Walmart frozen pizzas recalled after salmonella risk in supplier ingredients
Great Value frozen pizzas at Walmart were pulled after a salmonella risk tied to dry milk powder, and more products may still be added.

Walmart shoppers and store workers need to watch the freezer case closely: Great Value frozen pizzas were caught up in a salmonella-related recall tied to supplier ingredients, and customers are being told not to eat the products and to return them for a refund.
The U.S. Department of Agriculture’s Food Safety and Inspection Service issued the public health alert on April 30, 2026, then updated it on May 1 to add more affected products and labels. The agency said the problem traces to FDA-regulated dairy ingredients, specifically dry milk powder, that may be contaminated with Salmonella. FSIS also said it expected additional downstream products to be identified as the ingredient recall moved through the supply chain.

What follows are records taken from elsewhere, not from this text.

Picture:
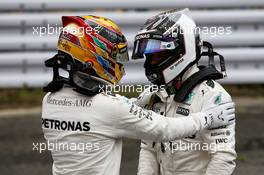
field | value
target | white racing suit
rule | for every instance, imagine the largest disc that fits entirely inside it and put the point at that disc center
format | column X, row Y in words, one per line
column 84, row 134
column 183, row 156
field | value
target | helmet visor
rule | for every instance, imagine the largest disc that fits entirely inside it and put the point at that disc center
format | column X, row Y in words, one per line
column 147, row 46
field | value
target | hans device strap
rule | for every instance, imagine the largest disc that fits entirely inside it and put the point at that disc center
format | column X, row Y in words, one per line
column 205, row 73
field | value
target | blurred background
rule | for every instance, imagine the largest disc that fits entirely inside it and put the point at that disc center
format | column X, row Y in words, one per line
column 28, row 36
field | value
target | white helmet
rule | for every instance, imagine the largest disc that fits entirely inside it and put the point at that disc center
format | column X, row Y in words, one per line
column 170, row 45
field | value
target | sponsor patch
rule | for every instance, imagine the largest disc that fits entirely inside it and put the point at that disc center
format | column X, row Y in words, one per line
column 221, row 140
column 210, row 83
column 218, row 100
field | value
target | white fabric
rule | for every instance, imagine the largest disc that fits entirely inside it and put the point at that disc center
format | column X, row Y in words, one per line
column 217, row 160
column 102, row 121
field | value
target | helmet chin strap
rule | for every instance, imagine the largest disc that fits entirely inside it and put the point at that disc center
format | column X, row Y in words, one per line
column 81, row 82
column 181, row 87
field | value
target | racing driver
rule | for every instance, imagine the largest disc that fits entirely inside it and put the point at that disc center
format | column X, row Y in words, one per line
column 172, row 49
column 87, row 125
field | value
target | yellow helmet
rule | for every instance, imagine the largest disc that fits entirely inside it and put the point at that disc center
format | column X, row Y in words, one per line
column 96, row 41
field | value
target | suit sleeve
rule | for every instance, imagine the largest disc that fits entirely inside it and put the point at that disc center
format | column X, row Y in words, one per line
column 222, row 143
column 148, row 163
column 132, row 121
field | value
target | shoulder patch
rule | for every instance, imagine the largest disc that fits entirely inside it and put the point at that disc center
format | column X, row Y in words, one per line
column 210, row 83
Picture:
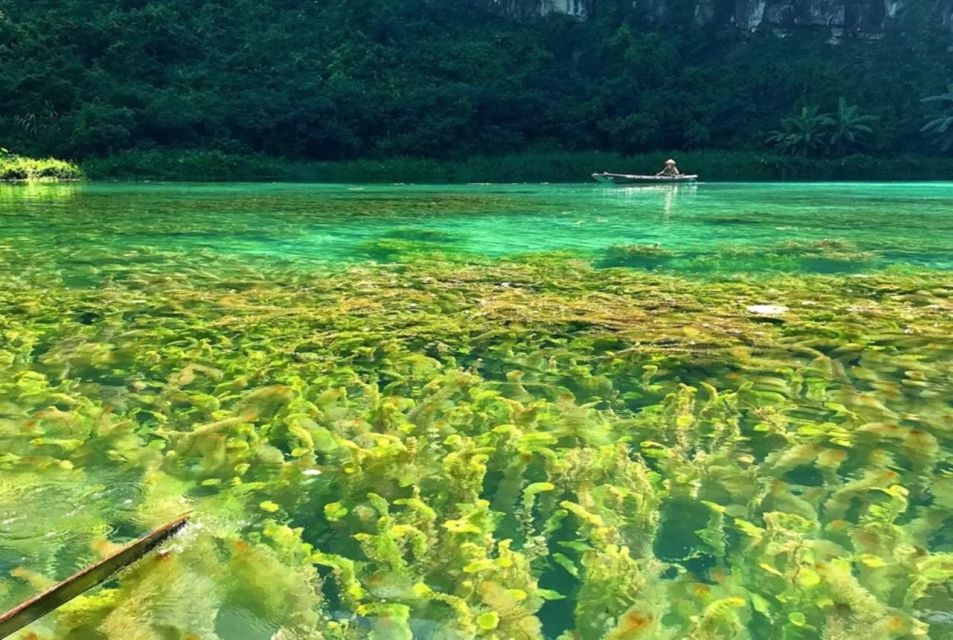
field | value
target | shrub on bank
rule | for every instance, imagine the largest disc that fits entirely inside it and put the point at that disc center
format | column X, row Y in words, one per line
column 19, row 169
column 524, row 167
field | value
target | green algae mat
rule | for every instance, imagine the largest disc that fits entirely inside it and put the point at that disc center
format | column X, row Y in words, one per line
column 512, row 412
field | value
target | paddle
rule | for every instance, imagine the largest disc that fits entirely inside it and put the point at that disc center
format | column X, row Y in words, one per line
column 61, row 593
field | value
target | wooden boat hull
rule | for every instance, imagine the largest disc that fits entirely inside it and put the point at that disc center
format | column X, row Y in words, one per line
column 624, row 178
column 61, row 593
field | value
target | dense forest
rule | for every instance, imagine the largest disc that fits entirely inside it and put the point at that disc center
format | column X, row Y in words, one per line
column 436, row 79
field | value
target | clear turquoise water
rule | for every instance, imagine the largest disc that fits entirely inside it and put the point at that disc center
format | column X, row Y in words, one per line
column 704, row 226
column 749, row 420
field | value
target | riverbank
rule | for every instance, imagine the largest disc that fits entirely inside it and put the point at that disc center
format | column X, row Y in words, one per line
column 15, row 168
column 527, row 167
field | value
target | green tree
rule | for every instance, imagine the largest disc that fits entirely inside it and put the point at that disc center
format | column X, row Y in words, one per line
column 804, row 134
column 849, row 128
column 940, row 128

That matters on the sales floor because this is not just one isolated item. At least eight products sold at Walmart and ALDI were included in the downstream alert, including Great Value frozen pizzas at Walmart and Mama Cozzi’s breakfast pizzas at ALDI. The alert also reached other products sold at the two chains, including pork rinds. For store teams, that means shelf pulls, blocked inventory, and a wave of customer questions at the service desk and front end as shoppers compare package labels against recall notices.

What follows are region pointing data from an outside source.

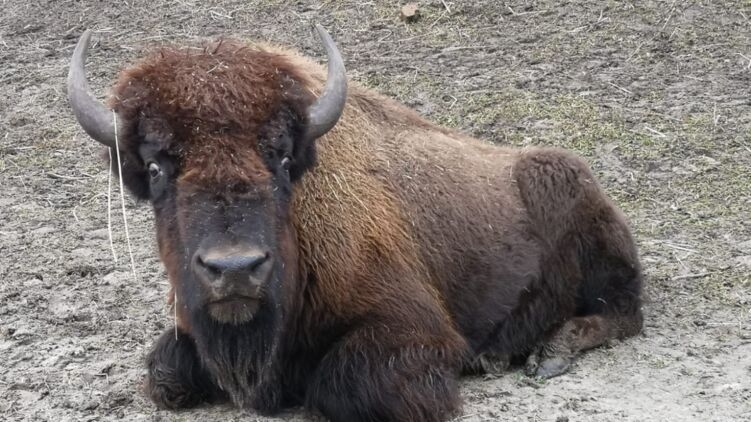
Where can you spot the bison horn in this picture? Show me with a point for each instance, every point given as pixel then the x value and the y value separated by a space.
pixel 324 114
pixel 93 117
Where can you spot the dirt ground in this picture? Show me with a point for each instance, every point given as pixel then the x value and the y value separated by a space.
pixel 656 94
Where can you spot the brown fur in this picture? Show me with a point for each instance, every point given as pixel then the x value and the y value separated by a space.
pixel 410 252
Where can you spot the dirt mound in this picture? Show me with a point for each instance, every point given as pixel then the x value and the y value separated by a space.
pixel 654 93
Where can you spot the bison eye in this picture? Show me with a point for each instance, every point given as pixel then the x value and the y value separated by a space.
pixel 154 170
pixel 286 163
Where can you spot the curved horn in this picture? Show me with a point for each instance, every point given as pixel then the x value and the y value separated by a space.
pixel 325 112
pixel 93 117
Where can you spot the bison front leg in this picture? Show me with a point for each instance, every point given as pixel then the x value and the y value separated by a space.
pixel 371 375
pixel 175 376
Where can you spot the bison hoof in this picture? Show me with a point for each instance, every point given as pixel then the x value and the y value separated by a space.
pixel 544 365
pixel 493 363
pixel 171 395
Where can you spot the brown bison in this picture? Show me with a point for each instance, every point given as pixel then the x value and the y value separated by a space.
pixel 332 248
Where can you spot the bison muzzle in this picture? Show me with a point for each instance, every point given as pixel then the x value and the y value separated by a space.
pixel 329 247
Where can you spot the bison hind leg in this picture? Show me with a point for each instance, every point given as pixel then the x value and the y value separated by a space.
pixel 578 334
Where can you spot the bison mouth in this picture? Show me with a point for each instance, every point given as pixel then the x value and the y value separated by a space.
pixel 234 309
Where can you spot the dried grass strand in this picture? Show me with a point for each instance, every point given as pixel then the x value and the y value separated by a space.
pixel 122 196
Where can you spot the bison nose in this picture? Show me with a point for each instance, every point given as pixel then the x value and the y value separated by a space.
pixel 215 264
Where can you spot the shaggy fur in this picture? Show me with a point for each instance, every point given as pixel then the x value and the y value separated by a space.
pixel 405 252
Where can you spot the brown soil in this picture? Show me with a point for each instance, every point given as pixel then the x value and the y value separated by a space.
pixel 654 93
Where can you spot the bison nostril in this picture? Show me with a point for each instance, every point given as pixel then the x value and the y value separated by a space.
pixel 217 265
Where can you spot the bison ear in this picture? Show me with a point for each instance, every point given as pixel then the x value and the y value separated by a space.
pixel 303 156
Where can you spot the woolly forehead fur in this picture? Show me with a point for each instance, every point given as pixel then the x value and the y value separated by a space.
pixel 347 217
pixel 213 104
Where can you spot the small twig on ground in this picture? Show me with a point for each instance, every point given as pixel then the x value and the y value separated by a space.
pixel 670 15
pixel 690 276
pixel 446 6
pixel 748 66
pixel 656 132
pixel 621 88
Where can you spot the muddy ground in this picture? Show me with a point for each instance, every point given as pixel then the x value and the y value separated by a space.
pixel 654 93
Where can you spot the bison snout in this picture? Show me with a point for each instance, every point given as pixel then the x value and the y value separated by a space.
pixel 233 268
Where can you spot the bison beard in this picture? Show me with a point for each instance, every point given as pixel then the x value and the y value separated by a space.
pixel 386 254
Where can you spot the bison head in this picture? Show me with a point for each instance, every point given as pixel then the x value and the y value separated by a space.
pixel 214 138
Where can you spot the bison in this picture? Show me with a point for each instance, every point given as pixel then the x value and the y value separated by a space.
pixel 329 247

Walmart said it works swiftly to block recalled items from being sold and remove them from stores. ALDI said a pull-from-sale alert from either a manufacturer or its corporate buying department triggers a rapid response plan for handling recalls. In practical terms, that means associates in frozen food, claims, and customer service are often the first line of defense when a supplier problem lands in the building, long before shoppers hear about it elsewhere.

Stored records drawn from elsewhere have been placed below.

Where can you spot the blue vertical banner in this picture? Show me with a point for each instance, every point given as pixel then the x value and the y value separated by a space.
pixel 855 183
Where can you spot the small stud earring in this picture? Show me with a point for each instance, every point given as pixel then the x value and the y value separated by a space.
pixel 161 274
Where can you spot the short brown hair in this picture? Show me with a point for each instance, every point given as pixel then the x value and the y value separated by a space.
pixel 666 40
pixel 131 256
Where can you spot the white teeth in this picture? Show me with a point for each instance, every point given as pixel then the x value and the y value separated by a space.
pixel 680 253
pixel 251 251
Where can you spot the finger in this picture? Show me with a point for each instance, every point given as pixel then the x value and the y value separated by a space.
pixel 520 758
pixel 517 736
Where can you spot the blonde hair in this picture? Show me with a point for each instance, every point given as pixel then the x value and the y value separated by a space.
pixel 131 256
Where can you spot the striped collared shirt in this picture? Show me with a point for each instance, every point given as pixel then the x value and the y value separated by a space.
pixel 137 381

The recall comes amid a run of salmonella-related food actions, including Ghirardelli Chocolate Company’s April 28 recall of powdered beverage mixes over possible contamination. FSIS says Salmonella is the most frequently reported cause of foodborne illness, and the FDA cites CDC estimates of about 1.35 million infections, 26,500 hospitalizations, and 420 deaths each year in the United States. That is the daily-life cost behind these recalls: a product can look fine in the case and still be unsafe because the problem started upstream, inside the ingredient chain. Additional products may still be added as the alert continues to develop.